Toujours un plaisir incommensurable d’échanger avec cette écrivaine, plusieurs fois distinguée. Qui ne cesse de grandir en maturité littéraire. Samedi, elle était conviée à la rencontre de son public au niveau de la librairie l’Arbre à dires, afin de parler de son dernier roman, publié chez Barzakh, «Au vent mauvais», elle qui dit en préparer déjà un nouveau… l’occasion nous a été donnée de ne pas rater ce rendez-vous avec cette grande romancière qui a encore beaucoup de choses à dire, à imaginer et à écrire….

L'Expression: Dans votre dernier roman «Au vent mauvais»publié aux éditions Barzakh, un écrivain est amené à écrire un livre en s'inspirant de son vécu, de personnes réelles qu'il a connues jusqu'à créer un malaise au sein de ce couple. Est-ce que le but, de par ce conflit, est de questionner le rôle ou plutôt le degré de responsabilité de l'écrivain et pourquoi ce dernier, dans votre livre, écrit- il en langue arabe? Est- ce fortuit ou pas?
Kaouther Adimi: C'était surtout la période des années 1970, dans l'histoire et l'écrivain qui écrit en langue arabe relève du premier roman en langue arabe pour l'Algérie. C'est un roman qui a une grande résonance. Il est plus accessible pour ce village, puisqu'en l'occurrence les personnages ne parlent pas français, notamment Leila. Le fait que ce soit en arabe permet une plus grande compréhension du sujet par les personnages en question et le fait que ce soit le premier roman de langue arabe lui donne plus de résonance dans le pays qui est nouvellement indépendant.

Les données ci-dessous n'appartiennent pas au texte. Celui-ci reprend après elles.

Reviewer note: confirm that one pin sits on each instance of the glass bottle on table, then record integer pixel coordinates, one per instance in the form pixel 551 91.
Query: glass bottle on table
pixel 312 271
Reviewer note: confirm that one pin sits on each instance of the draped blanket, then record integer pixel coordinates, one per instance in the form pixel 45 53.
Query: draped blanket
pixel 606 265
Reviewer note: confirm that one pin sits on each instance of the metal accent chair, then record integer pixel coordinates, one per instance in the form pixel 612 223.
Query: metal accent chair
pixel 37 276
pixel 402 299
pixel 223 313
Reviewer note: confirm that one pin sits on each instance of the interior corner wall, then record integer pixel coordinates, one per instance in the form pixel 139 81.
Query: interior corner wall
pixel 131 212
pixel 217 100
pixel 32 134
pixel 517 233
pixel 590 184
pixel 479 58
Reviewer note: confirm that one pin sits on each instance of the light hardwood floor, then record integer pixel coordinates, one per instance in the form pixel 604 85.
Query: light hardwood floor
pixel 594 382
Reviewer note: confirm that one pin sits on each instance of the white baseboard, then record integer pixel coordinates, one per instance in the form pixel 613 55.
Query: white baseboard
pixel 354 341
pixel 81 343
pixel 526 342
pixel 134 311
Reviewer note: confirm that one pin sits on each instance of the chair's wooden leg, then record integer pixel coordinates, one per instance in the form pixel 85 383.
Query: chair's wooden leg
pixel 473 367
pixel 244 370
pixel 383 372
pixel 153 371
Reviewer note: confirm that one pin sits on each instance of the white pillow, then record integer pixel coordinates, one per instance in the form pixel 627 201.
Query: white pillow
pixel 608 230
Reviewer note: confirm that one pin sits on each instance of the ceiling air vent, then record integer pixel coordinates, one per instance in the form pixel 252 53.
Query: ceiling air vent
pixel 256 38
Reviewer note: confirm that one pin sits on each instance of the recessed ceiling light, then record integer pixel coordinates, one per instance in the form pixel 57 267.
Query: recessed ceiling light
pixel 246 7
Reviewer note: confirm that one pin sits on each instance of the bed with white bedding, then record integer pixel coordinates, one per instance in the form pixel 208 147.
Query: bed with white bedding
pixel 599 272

Je questionne en tout cas le pouvoir de l'écrivain, pas son rôle, en même temps, je ne le juge pas, étant moi-même écrivaine, ayant usé de mon droit et de mon privilège d'écrire sur les gens, je ne lui jetterai pas la pierre. Mais, je trouvais intéressant de questionner l'histoire dans l'histoire, celle d'un homme qui va écrire sur ses amis, sur ce que cela fait à ces amis et pourquoi ça les touche et ça les heurte. Je trouvais dans toute cette histoire-là, en tant qu'écrivaine, assez perturbant par moment de me retrouver à la fois à raconter les coulisses d'un roman, de voir comment les vraies personnes ont vécu cette histoire- la, tout en disant que finalement, c'est aussi ce que je suis en train de faire, donc c'est une sorte de mise en abyme.

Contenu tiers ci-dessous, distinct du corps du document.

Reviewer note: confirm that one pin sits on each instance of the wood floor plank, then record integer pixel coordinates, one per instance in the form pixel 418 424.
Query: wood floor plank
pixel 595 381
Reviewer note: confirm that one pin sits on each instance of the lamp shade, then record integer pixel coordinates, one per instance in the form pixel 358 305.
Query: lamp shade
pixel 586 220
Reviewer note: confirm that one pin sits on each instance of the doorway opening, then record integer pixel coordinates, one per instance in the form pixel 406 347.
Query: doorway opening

Comprenez-vous que ça cela puisse déranger parfois?
La question est de savoir comment on fait les choses. Moi, j'ai choisi de changer les prénoms, ça me permettait justement d'inventer ce que je voulais. Ce qui est difficile quand on peint des vrais gens c'est qu'on ne peut pas tellement inventer. Par exemple, dans «Nos richesses», la partie que j'ai fictionnée et assumée telle quelle, c'est la partie moderne, celle d'aujourd'hui. Ryad n'existe pas. Par exemple, pour Edmond Charlot tout ce que j'ai raconté sur lui, est basé sur des archives, car j'ai fait un gros travail de recherche autour de lui etc. j'ai raconté l'histoire d'Edmond Charlot comme j'ai pu la reconstituer. Quand vous parlez de gens qui ont existé, vous avez une limite, celle de la vérité. Quand vous prenez des libertés, en faisant une fiction, même en vous inspirant de faits réels, je trouve plus simple de changer les prénoms pour me donner toute la liberté de l'écrivain de faire de la fiction et en l'occurrence, je me réclame d'une fiction. «Au vent mauvais» c'est inspiré peut- être d'une histoire vraie, mais qui n'est pas si exceptionnelle que ça. On a des pléthores d'exemples d'écrivains qui ont écrit des livres sur des gens et ces derniers l'ont mal vécu. Ce qui m'intéressais était de faire un roman, pas d'enquêter sur une histoire qui a pu exister. C'était plutôt de dire que cette histoire est fascinante, elle est intéressante et si, pour une fois, on s'intéressait à ce que ces personnages pouvaient vivre? Si on pouvait redonner vie à ces personnages- là, de l'ordre de la fiction et on pouvait raconter les coulisses de ces personnages? Les faire revivre? En plus ce sont des personnages du XXIe siècle, donc ils ont vécu la Seconde Guerre mondiale, la guerre d'Algérie etc. mon but était de retracer tout leur parcours, leur donner une existence, une seconde dimension, plus d'épaisseur, plus de richesse... C'est ce que j'avais envie de faire...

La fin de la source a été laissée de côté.